Chiral partner structure of light nucleons in an extended parity doublet model

TL;DR

This paper investigates the chiral partner structure of four light nucleons using an extended parity doublet model, fitting parameters to experimental and lattice data, and explores implications for chiral symmetry restoration in dense matter.

Contribution

It introduces a novel extended parity doublet model with four chiral representations to analyze nucleon chiral partners and distinguishes solution groups using axial-charge matrix elements.

Findings

Identified five solution groups with different chiral partner assignments.

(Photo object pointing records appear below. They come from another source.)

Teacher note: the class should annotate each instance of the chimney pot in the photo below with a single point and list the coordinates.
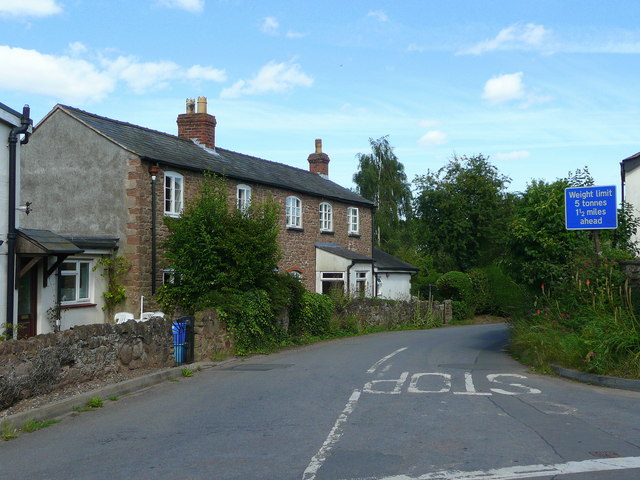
(191, 105)
(198, 126)
(202, 104)
(319, 161)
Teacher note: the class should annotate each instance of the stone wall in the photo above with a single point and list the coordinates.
(40, 364)
(297, 245)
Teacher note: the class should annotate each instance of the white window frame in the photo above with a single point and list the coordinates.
(293, 212)
(326, 217)
(173, 193)
(361, 283)
(243, 197)
(353, 220)
(168, 276)
(76, 273)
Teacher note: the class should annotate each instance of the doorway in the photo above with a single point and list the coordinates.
(27, 300)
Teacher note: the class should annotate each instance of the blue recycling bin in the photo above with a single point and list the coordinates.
(179, 330)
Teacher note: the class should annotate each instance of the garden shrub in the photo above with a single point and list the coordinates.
(456, 286)
(482, 294)
(250, 319)
(461, 310)
(314, 315)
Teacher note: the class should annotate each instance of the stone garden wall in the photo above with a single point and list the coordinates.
(389, 314)
(43, 363)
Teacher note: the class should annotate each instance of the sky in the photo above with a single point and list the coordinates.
(539, 87)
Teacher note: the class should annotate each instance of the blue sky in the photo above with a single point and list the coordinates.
(541, 87)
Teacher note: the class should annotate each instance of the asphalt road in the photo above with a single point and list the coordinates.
(436, 404)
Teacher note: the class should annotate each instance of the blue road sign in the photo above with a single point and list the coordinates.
(590, 208)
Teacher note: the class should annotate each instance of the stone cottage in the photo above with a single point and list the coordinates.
(105, 185)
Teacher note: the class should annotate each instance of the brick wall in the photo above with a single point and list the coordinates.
(297, 246)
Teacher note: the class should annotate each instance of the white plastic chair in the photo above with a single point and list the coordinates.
(122, 317)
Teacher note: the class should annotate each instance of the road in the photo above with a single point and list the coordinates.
(436, 404)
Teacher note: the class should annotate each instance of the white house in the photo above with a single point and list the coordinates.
(393, 276)
(630, 179)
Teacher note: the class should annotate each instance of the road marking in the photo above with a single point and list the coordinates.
(527, 471)
(413, 385)
(397, 385)
(469, 387)
(334, 435)
(494, 378)
(384, 359)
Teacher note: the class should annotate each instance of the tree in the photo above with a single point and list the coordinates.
(381, 179)
(463, 213)
(215, 249)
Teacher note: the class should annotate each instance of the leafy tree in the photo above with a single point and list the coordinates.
(381, 179)
(215, 249)
(463, 213)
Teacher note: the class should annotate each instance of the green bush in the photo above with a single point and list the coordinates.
(314, 315)
(250, 319)
(461, 310)
(482, 292)
(456, 286)
(507, 298)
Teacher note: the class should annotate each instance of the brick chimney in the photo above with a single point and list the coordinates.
(199, 126)
(318, 161)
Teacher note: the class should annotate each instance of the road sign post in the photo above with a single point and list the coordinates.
(591, 208)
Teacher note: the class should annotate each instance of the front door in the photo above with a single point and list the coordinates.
(27, 301)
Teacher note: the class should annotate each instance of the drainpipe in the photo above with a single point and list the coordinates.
(23, 129)
(153, 170)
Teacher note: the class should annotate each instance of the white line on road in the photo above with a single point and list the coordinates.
(530, 471)
(384, 359)
(334, 435)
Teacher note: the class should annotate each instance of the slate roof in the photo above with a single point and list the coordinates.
(630, 163)
(48, 242)
(343, 252)
(94, 242)
(183, 153)
(384, 261)
(9, 110)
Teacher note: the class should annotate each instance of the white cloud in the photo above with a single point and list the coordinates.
(511, 156)
(515, 37)
(73, 79)
(270, 26)
(432, 138)
(30, 8)
(379, 14)
(142, 76)
(76, 49)
(198, 72)
(193, 6)
(273, 77)
(504, 88)
(65, 78)
(292, 34)
(415, 48)
(428, 123)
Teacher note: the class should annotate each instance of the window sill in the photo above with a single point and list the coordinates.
(77, 305)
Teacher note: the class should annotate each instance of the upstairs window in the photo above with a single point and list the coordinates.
(74, 279)
(353, 221)
(243, 197)
(326, 217)
(173, 193)
(294, 212)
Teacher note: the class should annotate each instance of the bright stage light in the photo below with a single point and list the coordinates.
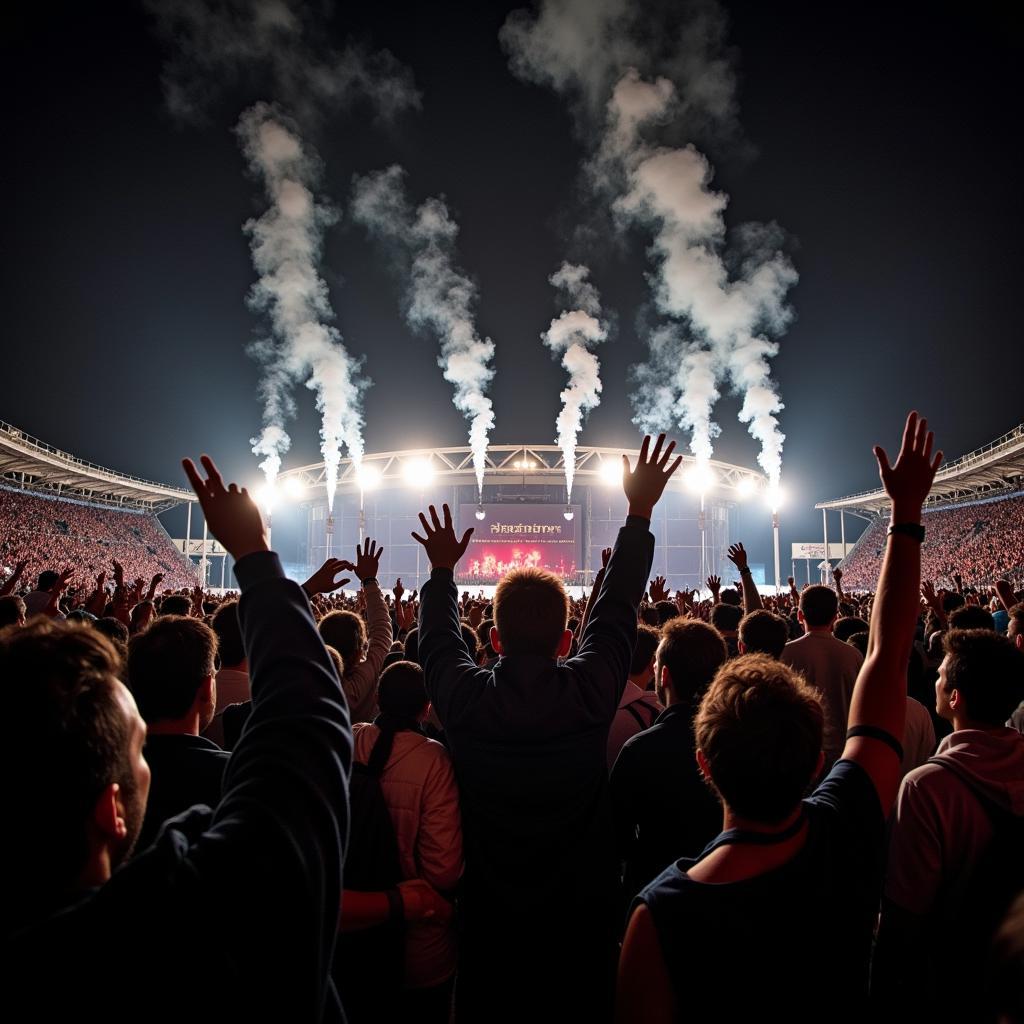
(700, 478)
(293, 487)
(368, 477)
(745, 486)
(610, 472)
(418, 472)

Found small and large chiral invariant mass scenarios for nucleon partners.

Discussed mass changes during chiral symmetry restoration in high-density environments.

Abstract

We study chiral partner structure of four light nucleons, $N(939)$, $N(1440)$, $N(1535)$ and $N(1650)$ using an effective chiral model based on the parity doublet structure. In our model we introduce four chiral representations, $({\bf 1},{\bf 2})$, $({\bf 2},{\bf 1})$, $({\bf 2},{\bf 3})$ and $({\bf 3},{\bf 2})$ under ${\rm SU}(2)_{\rm L} \otimes {\rm SU}(2)_{\rm R}$ symmetry. We determine the model parameters by fitting them to available experimental values of masses, widths and the axial charge of $N(939)$ together with the axial charges of $N(1535)$ and $N(1650)$ by lattice analyses. We find five groups of solutions: In a group the chiral partner to $N(939)$ is $N(1440)$ having small chiral invariant mass. In another group, the chiral partner is a mixture of $N(1535)$ and $N(1650)$ having a large chiral invariant mass. We claim that off-diagonal elements of axial-charge matrix can be used for distinguishing these groups. We also discuss changes of masses associated with chiral symmetry restoration, which could emerge in high density matter.